Welcoming Shaun Ryder’s Madchester icons aboard, bassist Jim Glennie said: “True Manchester legends and old band buddies, it will be an honour to have them as our very special guests. Make sure you get your tickets for an exceptional double bill of fun and fantastic music.”
Pre-sale tickets go on sale at 9.30am tomorrow (18/11/2020); remaining tickets will be on general sale from 9.30am on Friday with more details on the Live page at wearejames.com.
The website also trailered “thrilling whispers on the new music front”: “Springtime 2021 there’s a brand new James studio album due – our sweet sixteenth! – currently entitled All The Colours Of You. Much more of that to come, shouted from the rooftops, in due time!”
The message concluded: “Hopefully this newsflash has brightened a dreary day with thoughts of winter singalongs to come and a year full of new music. Of course, you can still order our forthcoming live album and DVD if you can’t wait for your James fix! Stay warm and well X.”
The aforementioned live album and DVD, Live In Extraordinary Times – a title twist on their 2018 studio set Living In Extraordinary Times – will be released on December 11.
“You asked (okay – pleaded, pestered, perhaps even profaned) and finally we’ve delivered,” the website proclaimed. “A new live double album and DVD! Including a beautiful photo-book set, as well as coloured vinyl, double deluxe CD, signed prints (get in early!), T-shirts, the full works.”
Booth, 60, commented: “As requested by many lovers of the band – a live DVD and album to capture the spirit of the gigs of the last few years. Hopefully, this will help us through the long nights of lockdown – reliving these gatherings of intimacy and passion. Thank you for coming along for the ride in the crazy world of James.”

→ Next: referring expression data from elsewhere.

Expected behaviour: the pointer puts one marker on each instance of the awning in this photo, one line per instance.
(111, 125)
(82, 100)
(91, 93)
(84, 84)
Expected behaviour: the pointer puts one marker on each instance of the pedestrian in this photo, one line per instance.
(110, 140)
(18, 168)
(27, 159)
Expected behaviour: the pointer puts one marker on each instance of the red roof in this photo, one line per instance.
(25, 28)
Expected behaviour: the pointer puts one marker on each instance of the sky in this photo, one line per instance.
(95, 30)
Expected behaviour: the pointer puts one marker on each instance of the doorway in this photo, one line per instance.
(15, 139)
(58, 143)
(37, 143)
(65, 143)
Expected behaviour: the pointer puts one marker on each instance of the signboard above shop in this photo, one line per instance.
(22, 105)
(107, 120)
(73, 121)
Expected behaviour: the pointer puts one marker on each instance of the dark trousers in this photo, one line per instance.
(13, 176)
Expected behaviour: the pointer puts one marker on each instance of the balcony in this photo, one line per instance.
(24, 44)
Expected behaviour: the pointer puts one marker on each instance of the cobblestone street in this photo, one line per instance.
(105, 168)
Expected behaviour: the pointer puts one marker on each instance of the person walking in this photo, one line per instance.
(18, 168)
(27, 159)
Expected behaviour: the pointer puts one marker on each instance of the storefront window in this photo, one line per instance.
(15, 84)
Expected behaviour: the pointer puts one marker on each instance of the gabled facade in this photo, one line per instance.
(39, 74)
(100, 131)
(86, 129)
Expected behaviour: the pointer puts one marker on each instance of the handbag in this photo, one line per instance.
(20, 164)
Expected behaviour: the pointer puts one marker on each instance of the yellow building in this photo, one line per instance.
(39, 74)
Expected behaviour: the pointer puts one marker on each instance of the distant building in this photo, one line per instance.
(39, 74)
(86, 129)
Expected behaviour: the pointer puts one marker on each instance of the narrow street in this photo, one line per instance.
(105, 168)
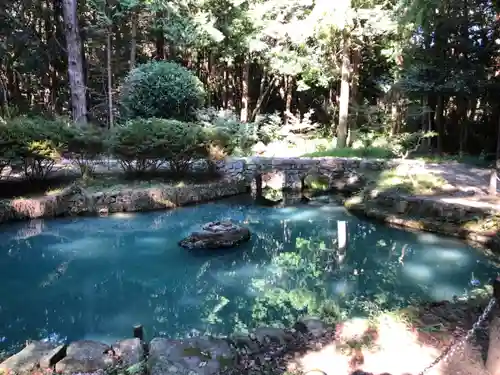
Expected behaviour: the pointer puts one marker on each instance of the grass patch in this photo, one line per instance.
(405, 182)
(367, 152)
(472, 160)
(100, 183)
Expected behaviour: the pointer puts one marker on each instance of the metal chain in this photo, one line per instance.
(454, 346)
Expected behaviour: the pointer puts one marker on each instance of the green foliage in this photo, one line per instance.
(404, 143)
(85, 147)
(185, 143)
(139, 145)
(161, 89)
(143, 145)
(34, 144)
(363, 152)
(224, 131)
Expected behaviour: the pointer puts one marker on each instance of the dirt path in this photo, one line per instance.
(462, 176)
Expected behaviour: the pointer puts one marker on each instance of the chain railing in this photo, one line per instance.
(456, 345)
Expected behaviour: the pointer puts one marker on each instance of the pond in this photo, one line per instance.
(94, 278)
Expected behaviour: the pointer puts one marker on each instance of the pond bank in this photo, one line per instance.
(310, 346)
(75, 200)
(473, 218)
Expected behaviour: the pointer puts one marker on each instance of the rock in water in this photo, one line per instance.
(216, 235)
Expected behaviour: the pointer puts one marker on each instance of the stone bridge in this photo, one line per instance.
(292, 173)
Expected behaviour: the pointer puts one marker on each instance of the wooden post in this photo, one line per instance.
(342, 235)
(493, 182)
(496, 289)
(493, 357)
(139, 332)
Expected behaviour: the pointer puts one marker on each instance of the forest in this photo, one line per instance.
(346, 70)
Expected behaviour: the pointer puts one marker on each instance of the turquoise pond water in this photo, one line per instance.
(94, 278)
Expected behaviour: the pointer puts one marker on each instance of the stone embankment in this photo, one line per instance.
(472, 218)
(204, 355)
(75, 200)
(238, 176)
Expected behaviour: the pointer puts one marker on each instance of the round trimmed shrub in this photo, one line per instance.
(161, 89)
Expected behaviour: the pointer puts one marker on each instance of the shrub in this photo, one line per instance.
(225, 133)
(143, 145)
(85, 148)
(139, 145)
(161, 89)
(186, 143)
(33, 143)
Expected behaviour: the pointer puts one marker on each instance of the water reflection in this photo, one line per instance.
(97, 277)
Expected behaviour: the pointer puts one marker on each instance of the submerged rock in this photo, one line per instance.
(86, 356)
(35, 354)
(201, 355)
(216, 235)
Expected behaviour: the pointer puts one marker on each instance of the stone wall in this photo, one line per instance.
(74, 200)
(290, 173)
(203, 355)
(450, 216)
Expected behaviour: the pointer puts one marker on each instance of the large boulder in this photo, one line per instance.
(195, 356)
(216, 235)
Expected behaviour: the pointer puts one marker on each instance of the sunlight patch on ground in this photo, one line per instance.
(395, 350)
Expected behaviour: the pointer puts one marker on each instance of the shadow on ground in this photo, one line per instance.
(400, 343)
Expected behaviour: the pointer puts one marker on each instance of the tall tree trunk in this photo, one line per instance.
(245, 92)
(343, 125)
(110, 81)
(289, 97)
(264, 92)
(133, 38)
(75, 62)
(160, 38)
(356, 66)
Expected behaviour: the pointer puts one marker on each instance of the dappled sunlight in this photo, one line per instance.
(445, 291)
(89, 247)
(437, 254)
(123, 215)
(289, 268)
(418, 272)
(386, 345)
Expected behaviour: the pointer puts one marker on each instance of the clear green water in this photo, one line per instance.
(94, 278)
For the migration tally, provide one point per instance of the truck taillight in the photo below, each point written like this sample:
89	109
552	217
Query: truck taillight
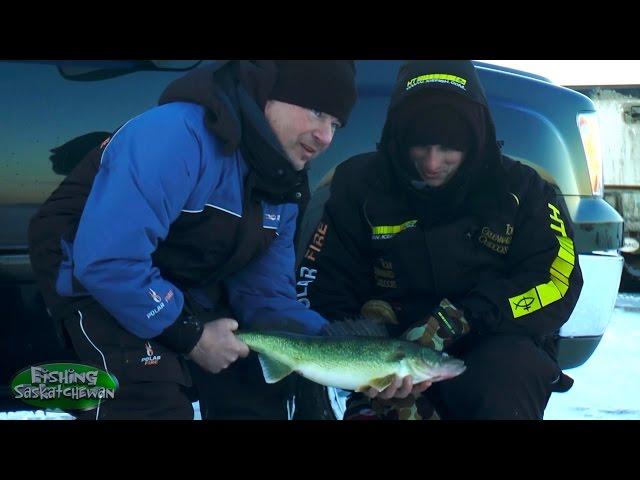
590	134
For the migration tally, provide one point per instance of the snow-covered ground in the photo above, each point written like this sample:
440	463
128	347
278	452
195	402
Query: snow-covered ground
607	386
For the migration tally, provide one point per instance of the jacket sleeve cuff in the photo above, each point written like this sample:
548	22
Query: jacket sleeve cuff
480	314
183	334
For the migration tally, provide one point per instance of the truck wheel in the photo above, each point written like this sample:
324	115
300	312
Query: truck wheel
630	280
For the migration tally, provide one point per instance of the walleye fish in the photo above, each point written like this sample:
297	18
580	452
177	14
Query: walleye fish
348	362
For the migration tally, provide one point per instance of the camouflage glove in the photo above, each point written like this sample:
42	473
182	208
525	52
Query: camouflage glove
440	329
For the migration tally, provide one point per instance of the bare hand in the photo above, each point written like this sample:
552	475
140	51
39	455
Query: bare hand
218	347
399	388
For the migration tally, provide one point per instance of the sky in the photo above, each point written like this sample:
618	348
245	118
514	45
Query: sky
579	72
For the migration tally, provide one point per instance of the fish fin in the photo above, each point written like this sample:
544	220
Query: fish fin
382	382
361	327
397	355
273	370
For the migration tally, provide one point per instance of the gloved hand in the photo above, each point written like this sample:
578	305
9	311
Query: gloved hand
440	328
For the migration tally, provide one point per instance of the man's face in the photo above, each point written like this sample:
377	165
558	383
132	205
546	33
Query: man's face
435	164
303	133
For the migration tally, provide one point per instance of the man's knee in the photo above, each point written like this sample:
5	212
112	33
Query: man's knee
506	378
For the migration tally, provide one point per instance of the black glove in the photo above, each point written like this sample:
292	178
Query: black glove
183	334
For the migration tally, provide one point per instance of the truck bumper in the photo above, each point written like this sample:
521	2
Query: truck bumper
601	273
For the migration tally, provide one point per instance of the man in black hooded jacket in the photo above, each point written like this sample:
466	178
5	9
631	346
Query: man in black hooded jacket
180	228
454	246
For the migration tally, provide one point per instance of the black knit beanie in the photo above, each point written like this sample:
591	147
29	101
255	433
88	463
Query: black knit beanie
324	85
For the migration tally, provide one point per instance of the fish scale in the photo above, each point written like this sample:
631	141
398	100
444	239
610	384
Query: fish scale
349	362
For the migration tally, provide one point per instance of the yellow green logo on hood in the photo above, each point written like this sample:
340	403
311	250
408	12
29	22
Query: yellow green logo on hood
439	78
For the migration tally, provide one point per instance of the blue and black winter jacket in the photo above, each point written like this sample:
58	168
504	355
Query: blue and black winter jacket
162	215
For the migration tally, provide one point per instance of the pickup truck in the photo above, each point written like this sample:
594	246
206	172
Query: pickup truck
53	112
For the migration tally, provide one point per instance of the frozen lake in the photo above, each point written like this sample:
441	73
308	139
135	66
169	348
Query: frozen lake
607	386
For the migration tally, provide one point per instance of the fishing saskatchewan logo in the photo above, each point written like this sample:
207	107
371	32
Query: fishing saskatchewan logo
67	386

The website bulletin went on: “In a year feeling anything but ordinary, this special collection reminds us of the power and connection of live music.
“Released just in time for St Nick to get his hands on it for you…11th December 2020. Sorry we can’t put on one of our traditional winter tours to warm your quarantined cockles but hopefully this is the next best thing.”
In the meantime, bask in the memory of James shows of recent Yorkshire times – Leeds First Direct Arena, Scarborough Open Air Theatre and the night in March 2019 when fighting broke out at Hull Bonus Arena – as you dance just like Fred Astaire until next winter’s tour.